I am here at the Boundary Dam coal fired power plant in Saskatchewan, Canada, witnessing the historic moment when Brad Wall, Premier of Saskatchewan, throws the switch on the technology that will capture the carbon dioxide from a generating unit at a coal fired power plant. It will capture more than 90% of the carbon dioxide that would otherwise escape to the atmosphere - demonstrating to sceptics that Carbon Capture and Storage (CCS) can be deployed at scale. Several pilot scale capture facilities have operated in the past, but this is the first time carbon capture has operated on a commercial scale on a power station anywhere in the world.

The operators of Boundary Dam, SaskPower – a Canadian power utility company - developed a viable technical, environmental and economic case for investing in the carbon capture technology to transform an aging unit in a power station to one generating clean energy.

Boundary Dam will capture around one million tonnes of carbon dioxide each year – which the project has calculated is the equivalent to taking 250,000 cars off Saskatchewan roads annually. The captured carbon dioxide will be transported by pipeline to nearby oil fields and used for enhanced oil recovery (EOR).
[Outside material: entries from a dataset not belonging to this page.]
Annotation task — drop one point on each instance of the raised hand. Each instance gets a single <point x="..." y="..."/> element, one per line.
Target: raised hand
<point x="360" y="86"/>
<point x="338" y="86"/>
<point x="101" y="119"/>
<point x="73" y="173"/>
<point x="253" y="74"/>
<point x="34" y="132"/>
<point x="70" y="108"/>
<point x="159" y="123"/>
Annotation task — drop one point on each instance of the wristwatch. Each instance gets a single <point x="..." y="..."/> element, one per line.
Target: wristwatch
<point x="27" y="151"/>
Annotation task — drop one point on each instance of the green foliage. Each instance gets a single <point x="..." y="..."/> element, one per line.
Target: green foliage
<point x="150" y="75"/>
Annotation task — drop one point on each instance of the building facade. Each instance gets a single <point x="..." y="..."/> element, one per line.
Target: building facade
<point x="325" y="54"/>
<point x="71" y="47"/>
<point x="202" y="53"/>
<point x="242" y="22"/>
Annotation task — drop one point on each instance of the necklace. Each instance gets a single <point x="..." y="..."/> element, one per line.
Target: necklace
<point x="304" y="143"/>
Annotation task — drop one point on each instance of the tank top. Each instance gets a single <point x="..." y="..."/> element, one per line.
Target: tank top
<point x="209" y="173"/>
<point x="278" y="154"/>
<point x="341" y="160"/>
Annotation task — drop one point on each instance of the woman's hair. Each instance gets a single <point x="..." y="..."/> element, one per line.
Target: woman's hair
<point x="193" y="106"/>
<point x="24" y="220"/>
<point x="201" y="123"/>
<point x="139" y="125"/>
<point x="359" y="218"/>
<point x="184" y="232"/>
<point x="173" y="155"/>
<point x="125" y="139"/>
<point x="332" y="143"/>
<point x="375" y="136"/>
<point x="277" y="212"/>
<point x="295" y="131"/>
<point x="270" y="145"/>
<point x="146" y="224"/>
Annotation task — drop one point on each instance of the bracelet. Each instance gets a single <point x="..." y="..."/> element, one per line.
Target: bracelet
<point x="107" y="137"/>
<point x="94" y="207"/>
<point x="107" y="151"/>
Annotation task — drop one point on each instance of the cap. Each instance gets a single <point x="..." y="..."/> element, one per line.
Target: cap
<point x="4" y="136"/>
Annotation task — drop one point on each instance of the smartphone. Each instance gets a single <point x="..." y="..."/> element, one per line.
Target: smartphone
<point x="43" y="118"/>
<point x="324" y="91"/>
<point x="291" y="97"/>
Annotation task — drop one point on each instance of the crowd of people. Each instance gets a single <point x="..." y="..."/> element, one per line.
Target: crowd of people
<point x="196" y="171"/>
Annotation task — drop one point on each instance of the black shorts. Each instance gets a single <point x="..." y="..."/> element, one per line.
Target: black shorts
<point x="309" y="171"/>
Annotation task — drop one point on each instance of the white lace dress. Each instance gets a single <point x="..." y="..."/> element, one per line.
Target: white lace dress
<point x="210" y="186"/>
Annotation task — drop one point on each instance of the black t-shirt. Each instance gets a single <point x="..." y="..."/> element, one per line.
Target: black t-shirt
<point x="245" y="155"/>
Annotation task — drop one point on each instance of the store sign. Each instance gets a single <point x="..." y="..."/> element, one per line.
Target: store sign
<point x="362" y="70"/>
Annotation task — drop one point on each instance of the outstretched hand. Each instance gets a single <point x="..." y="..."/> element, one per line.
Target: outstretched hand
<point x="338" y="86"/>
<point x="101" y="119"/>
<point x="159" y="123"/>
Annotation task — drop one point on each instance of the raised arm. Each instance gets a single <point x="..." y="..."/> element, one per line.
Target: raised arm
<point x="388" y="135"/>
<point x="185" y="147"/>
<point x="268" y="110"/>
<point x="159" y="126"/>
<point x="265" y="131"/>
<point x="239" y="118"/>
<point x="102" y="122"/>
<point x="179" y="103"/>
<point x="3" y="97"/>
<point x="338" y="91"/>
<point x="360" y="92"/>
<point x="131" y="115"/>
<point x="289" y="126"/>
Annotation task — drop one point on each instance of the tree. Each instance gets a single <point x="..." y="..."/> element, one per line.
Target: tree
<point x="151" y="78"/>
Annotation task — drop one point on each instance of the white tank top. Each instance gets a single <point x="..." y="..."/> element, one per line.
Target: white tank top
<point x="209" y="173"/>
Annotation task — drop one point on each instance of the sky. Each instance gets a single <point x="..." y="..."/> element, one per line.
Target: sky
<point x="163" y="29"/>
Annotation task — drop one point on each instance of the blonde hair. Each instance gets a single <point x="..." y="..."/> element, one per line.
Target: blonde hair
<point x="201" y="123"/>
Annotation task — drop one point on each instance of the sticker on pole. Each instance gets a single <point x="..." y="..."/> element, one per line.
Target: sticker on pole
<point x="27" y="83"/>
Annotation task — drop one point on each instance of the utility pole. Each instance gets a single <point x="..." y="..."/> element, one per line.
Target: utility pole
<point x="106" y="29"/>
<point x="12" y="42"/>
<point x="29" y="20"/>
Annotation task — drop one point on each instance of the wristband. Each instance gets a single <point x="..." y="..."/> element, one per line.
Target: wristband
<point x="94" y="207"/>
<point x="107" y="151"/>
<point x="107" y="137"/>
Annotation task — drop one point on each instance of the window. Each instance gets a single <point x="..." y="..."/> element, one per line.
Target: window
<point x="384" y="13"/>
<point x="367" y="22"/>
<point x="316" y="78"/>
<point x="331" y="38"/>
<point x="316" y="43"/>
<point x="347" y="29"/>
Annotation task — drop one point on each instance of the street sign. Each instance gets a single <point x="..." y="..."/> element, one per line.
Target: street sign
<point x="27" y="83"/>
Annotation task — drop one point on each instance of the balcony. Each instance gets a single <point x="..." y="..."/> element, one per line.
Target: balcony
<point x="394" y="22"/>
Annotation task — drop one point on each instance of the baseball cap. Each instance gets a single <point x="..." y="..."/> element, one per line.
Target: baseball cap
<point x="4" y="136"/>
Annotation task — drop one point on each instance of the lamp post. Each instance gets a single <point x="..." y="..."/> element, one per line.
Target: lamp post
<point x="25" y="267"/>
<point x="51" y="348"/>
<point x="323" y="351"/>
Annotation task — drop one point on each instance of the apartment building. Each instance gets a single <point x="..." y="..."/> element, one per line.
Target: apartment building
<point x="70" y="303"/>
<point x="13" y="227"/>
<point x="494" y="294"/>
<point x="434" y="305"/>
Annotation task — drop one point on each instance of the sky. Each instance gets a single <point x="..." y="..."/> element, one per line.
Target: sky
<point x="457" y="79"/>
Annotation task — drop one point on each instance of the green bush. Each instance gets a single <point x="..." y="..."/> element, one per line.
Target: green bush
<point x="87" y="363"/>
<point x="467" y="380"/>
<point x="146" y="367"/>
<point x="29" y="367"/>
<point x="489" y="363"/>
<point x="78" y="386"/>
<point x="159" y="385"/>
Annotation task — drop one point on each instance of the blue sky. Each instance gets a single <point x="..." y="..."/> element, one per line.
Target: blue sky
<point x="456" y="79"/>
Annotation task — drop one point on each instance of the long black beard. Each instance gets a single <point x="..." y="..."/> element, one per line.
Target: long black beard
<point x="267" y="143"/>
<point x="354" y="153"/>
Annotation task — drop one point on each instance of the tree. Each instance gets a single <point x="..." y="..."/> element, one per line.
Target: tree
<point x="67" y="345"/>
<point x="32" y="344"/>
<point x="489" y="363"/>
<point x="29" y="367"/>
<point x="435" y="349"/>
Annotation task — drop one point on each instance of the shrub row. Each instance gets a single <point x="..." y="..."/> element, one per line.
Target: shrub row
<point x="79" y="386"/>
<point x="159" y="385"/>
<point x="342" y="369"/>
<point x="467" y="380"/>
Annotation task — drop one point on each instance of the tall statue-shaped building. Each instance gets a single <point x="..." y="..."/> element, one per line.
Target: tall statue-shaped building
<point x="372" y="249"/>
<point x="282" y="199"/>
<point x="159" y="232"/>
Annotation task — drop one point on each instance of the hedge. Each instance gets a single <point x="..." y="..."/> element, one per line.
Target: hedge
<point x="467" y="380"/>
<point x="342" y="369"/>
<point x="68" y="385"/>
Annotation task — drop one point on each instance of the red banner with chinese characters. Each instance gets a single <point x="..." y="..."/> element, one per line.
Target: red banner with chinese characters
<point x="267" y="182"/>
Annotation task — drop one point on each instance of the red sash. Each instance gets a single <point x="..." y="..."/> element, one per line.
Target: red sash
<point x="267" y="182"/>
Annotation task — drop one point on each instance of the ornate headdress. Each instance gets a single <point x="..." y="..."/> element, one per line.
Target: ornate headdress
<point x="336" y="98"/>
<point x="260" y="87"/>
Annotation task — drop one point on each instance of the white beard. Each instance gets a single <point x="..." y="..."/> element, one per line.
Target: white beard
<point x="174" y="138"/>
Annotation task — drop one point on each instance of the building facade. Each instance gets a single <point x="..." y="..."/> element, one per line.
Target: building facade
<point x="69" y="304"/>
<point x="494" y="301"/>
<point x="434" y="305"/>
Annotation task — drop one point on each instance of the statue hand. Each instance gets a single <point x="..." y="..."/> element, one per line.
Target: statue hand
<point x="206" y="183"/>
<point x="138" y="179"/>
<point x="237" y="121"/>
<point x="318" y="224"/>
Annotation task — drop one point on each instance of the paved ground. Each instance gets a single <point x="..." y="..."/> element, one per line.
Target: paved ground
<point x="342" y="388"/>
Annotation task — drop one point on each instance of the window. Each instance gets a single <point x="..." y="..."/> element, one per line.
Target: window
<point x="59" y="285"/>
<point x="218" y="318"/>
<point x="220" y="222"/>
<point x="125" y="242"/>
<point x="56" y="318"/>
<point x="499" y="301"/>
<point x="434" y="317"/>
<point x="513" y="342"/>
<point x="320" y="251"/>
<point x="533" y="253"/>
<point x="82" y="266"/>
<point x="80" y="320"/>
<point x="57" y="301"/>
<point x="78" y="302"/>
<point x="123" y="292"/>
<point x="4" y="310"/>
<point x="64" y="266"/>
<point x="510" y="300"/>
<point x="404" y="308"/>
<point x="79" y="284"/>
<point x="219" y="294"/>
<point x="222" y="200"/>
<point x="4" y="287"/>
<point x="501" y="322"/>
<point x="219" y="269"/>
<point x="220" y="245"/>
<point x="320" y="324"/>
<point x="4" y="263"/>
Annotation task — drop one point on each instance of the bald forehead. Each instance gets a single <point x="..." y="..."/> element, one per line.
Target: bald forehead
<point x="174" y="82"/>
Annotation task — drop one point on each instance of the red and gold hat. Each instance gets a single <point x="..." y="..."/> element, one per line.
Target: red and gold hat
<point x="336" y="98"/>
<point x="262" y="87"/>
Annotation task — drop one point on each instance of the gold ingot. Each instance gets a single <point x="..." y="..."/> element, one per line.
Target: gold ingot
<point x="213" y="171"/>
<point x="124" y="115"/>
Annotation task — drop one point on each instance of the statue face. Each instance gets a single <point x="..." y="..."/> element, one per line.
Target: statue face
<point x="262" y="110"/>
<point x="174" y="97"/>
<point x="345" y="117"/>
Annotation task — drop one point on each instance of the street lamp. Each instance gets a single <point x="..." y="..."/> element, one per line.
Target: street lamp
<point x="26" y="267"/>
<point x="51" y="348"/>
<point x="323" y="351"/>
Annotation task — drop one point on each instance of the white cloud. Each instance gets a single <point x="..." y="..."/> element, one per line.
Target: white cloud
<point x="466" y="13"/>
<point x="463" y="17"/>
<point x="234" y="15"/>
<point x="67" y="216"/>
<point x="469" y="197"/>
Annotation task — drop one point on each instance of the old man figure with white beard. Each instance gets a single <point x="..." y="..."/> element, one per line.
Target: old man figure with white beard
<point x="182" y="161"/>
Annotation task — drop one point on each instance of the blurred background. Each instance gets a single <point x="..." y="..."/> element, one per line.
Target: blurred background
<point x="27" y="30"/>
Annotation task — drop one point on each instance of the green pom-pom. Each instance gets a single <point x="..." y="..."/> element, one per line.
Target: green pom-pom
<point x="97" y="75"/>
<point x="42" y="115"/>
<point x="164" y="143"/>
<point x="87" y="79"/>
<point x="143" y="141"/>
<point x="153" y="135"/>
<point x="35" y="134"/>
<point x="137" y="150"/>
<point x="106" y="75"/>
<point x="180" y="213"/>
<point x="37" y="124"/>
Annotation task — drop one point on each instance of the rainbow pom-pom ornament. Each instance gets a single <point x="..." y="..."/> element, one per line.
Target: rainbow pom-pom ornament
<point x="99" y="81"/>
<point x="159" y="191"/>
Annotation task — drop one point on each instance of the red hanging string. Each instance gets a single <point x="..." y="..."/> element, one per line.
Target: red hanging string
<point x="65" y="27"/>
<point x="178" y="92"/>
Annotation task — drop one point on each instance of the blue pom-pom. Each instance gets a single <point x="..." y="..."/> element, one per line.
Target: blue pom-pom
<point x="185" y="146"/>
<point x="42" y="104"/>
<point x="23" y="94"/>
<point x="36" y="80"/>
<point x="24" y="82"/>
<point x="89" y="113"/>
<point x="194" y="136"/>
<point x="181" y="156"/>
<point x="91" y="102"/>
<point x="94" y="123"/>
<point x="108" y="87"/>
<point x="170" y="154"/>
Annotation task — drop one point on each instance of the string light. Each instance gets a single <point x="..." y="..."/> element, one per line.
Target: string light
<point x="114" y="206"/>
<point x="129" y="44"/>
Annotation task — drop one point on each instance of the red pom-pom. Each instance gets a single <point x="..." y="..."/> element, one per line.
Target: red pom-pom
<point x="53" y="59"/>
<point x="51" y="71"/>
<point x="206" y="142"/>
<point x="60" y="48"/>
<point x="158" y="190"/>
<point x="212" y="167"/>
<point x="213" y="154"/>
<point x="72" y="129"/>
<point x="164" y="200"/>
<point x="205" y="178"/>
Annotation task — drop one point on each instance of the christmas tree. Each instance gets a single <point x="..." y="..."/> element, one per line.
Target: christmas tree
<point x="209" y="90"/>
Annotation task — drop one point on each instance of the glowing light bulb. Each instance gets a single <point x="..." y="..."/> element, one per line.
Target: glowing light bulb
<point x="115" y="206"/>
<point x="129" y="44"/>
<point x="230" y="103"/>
Any carbon dioxide not used for EOR will be permanently stored in deep underground rock formations at Aquistore, approximately 2km west of Boundary Dam.

Boundary Dam will soon be joined by other commercial scale CCS power stations - Kemper County in the US, using pulverised coal to generate clean electricity, is expected to be in operation in 2015; and Petra Nova in Texas is under construction. Our own White Rose and Peterhead projects, which are part of the Government’s £1bn commercialisation programme, are making good progress on their planning and engineering studies so that we can take final investment decisions early in 2016.

The launch of this ground-breaking CCS project is an opportune moment to reflect on how important this technology is to achieving our long term domestic and global climate change ambitions. Just last week, delegates in New York were reminded of the IPCC conclusions that without CCS, meeting our climate targets will be much more expensive and much more difficult. Power generation with CCS is no longer a pipe dream – today it is a reality.

For the UK, CCS is one part of our future low carbon mix, and could support 15,000 -30,000 jobs by 2030.